[XML-SIG] stripping 8-bit ASCII from an XML stream using encode?
Kevin Altis
altis@semi-retired.com
Fri, 4 Jan 2002 22:20:37 -0800
The code at the end of demonstrates a problem I'm having parsing XML files
downloaded from SourceForge. The specific issue is that there are characters
in the XML stream above ASCII 127; decimal 233 and 246 in the example file.

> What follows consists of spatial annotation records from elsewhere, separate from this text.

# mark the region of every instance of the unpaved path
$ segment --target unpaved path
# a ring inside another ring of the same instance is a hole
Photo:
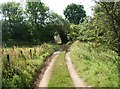
[[[59,51],[54,53],[55,56],[51,59],[51,62],[49,63],[48,67],[46,68],[38,87],[48,87],[48,82],[51,77],[53,64],[55,63],[55,59],[59,55],[59,53],[60,53]]]
[[[73,80],[74,87],[88,87],[86,84],[83,82],[83,80],[78,76],[72,62],[70,59],[70,52],[66,53],[66,64],[68,71],[70,73],[71,79]]]

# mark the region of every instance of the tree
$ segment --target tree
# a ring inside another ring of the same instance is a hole
[[[21,38],[21,35],[18,36],[15,32],[18,33],[18,24],[21,25],[23,22],[23,10],[20,3],[8,2],[0,5],[0,12],[3,16],[2,18],[2,32],[3,32],[3,41],[8,41],[10,39]]]
[[[79,24],[84,21],[86,12],[83,5],[70,4],[64,10],[65,17],[73,24]]]
[[[100,6],[100,11],[96,11],[95,18],[98,19],[99,24],[102,24],[98,27],[111,32],[112,40],[110,43],[114,45],[115,50],[120,55],[120,3],[97,2],[97,4]]]
[[[60,15],[51,12],[49,14],[47,27],[53,34],[55,32],[59,34],[63,44],[68,42],[67,33],[69,31],[69,22],[67,20],[63,19]]]
[[[45,33],[44,31],[44,26],[49,8],[45,6],[45,4],[42,3],[41,1],[27,2],[26,7],[27,7],[26,14],[28,17],[29,30],[32,39],[35,42],[45,41],[47,39],[47,33]]]

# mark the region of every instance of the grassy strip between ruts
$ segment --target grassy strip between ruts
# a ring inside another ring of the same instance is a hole
[[[102,46],[76,41],[72,44],[71,59],[79,75],[92,87],[118,87],[117,53]]]
[[[65,52],[62,52],[56,58],[48,87],[73,87],[73,82],[65,64]]]

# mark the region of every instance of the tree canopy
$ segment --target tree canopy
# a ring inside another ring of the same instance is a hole
[[[64,15],[70,21],[70,23],[79,24],[84,21],[86,12],[83,5],[72,3],[65,8]]]

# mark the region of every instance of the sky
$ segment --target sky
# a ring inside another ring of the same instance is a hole
[[[10,1],[17,1],[24,4],[24,1],[26,0],[0,0],[0,4],[4,2],[10,2]],[[32,1],[39,1],[39,0],[32,0]],[[84,9],[88,16],[93,16],[92,15],[93,12],[91,9],[92,9],[92,6],[95,5],[94,0],[41,0],[41,1],[44,2],[45,5],[47,5],[50,8],[50,10],[58,13],[63,17],[64,17],[63,10],[65,9],[65,7],[67,7],[67,5],[71,3],[84,5]]]

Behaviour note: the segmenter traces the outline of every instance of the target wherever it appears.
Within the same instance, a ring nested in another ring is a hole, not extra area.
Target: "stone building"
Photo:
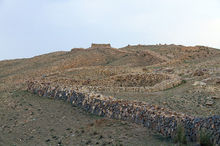
[[[111,48],[111,44],[92,44],[92,49]]]

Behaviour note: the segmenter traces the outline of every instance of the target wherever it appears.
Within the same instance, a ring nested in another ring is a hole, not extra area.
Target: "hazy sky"
[[[220,48],[220,0],[0,0],[0,60],[92,42]]]

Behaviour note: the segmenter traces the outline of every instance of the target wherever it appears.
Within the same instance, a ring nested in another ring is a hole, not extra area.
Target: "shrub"
[[[207,130],[202,129],[199,132],[199,143],[201,146],[213,146],[211,134]]]
[[[187,144],[185,130],[182,125],[179,125],[176,130],[176,135],[174,137],[175,143]]]

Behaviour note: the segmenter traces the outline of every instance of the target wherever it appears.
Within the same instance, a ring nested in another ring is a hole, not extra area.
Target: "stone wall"
[[[200,129],[212,135],[212,141],[220,144],[220,116],[197,118],[176,113],[146,102],[118,100],[93,92],[83,87],[65,87],[53,83],[28,82],[29,92],[39,96],[61,99],[99,116],[143,124],[164,136],[174,137],[178,125],[185,129],[186,137],[196,141]]]
[[[90,92],[156,92],[163,91],[169,88],[176,87],[180,85],[183,81],[179,76],[168,75],[169,79],[164,80],[154,86],[145,86],[145,87],[109,87],[109,86],[85,86]]]
[[[110,44],[92,44],[92,49],[103,49],[103,48],[111,48]]]

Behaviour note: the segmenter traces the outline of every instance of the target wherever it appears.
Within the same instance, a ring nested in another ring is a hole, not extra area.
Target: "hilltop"
[[[0,68],[1,104],[11,106],[13,103],[15,109],[14,94],[31,96],[23,92],[26,82],[38,80],[83,86],[91,92],[146,101],[189,115],[220,115],[220,50],[206,46],[113,48],[110,44],[92,44],[90,48],[0,61]],[[2,112],[5,109],[2,108]]]

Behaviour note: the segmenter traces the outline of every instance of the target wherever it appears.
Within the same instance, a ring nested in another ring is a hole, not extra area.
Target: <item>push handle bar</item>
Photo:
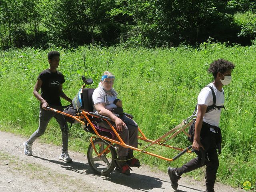
[[[111,120],[108,117],[106,117],[106,116],[103,116],[103,115],[100,115],[98,113],[93,113],[92,112],[89,112],[89,114],[90,115],[92,115],[93,116],[96,116],[98,117],[100,117],[100,118],[102,118],[102,119],[106,119],[108,121],[111,121]]]

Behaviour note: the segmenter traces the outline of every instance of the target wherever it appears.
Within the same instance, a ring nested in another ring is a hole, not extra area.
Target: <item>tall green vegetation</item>
[[[252,0],[0,0],[0,48],[171,47],[256,37]]]
[[[207,72],[212,62],[223,58],[233,62],[236,67],[232,82],[224,88],[226,112],[222,112],[220,125],[223,149],[218,180],[240,186],[246,180],[253,185],[256,181],[256,48],[204,43],[197,48],[184,45],[154,49],[94,46],[57,49],[61,54],[59,69],[65,76],[64,90],[68,96],[74,96],[82,85],[82,75],[92,78],[94,82],[90,86],[95,88],[103,71],[112,72],[125,111],[134,115],[143,132],[152,139],[191,114],[200,90],[213,80]],[[0,52],[0,130],[29,136],[36,129],[39,104],[32,89],[39,73],[48,66],[49,50]],[[79,125],[70,130],[70,146],[86,152],[89,136]],[[42,138],[60,145],[59,129],[52,121]],[[190,144],[182,133],[169,144],[181,147]],[[155,146],[148,150],[170,158],[177,153]],[[144,163],[166,170],[167,166],[181,166],[194,155],[185,154],[171,162],[138,155]],[[202,172],[190,174],[202,178]]]

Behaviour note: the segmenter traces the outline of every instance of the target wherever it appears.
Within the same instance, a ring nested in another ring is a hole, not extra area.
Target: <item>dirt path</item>
[[[70,152],[73,162],[67,164],[58,160],[60,147],[38,141],[33,145],[33,156],[26,156],[22,146],[26,140],[0,132],[0,192],[174,191],[166,173],[146,166],[135,168],[129,176],[114,171],[100,176],[91,170],[84,154]],[[205,189],[204,182],[194,182],[190,178],[182,178],[179,185],[177,192]],[[219,183],[215,190],[244,191]]]

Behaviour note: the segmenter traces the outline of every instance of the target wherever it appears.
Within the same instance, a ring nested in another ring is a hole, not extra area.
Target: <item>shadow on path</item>
[[[102,176],[95,174],[87,163],[82,163],[73,161],[72,163],[66,163],[62,161],[58,161],[48,159],[36,156],[32,156],[35,158],[47,161],[51,163],[58,164],[61,167],[67,170],[74,171],[83,174],[97,175],[103,180],[120,185],[126,186],[133,190],[137,190],[142,191],[154,188],[162,188],[163,182],[169,182],[169,181],[161,180],[159,178],[146,175],[141,175],[132,172],[130,176],[127,176],[119,172],[114,171],[108,176]],[[182,192],[182,191],[180,191]]]

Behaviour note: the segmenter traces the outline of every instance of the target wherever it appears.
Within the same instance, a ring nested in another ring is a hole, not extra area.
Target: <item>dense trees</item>
[[[147,47],[256,38],[250,0],[0,0],[0,47]]]

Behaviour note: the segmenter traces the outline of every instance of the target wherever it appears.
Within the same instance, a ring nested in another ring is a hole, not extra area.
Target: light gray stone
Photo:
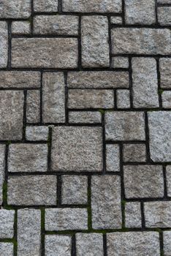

The cleanText function is supposed to strip the problem characters. Some of
the files contain non-printing ASCII characters below decimal 32, so I'm
trying to strip those manually after the XML is converted. Once the file is
parsed I'm using the fields in a GUI interface to the SourceForge tracker
database.
Here is the URL for the XML version of the Python Feature Requests:
http://sourceforge.net/export/sf_tracker_export.php?atid=355470&group_id=547
0
I thought that encode could be used to strip these characters, but I
sometimes get the following traceback.
t = t.encode('ascii', 'ignore')
UnicodeError: ASCII decoding error: ordinal not in range(128)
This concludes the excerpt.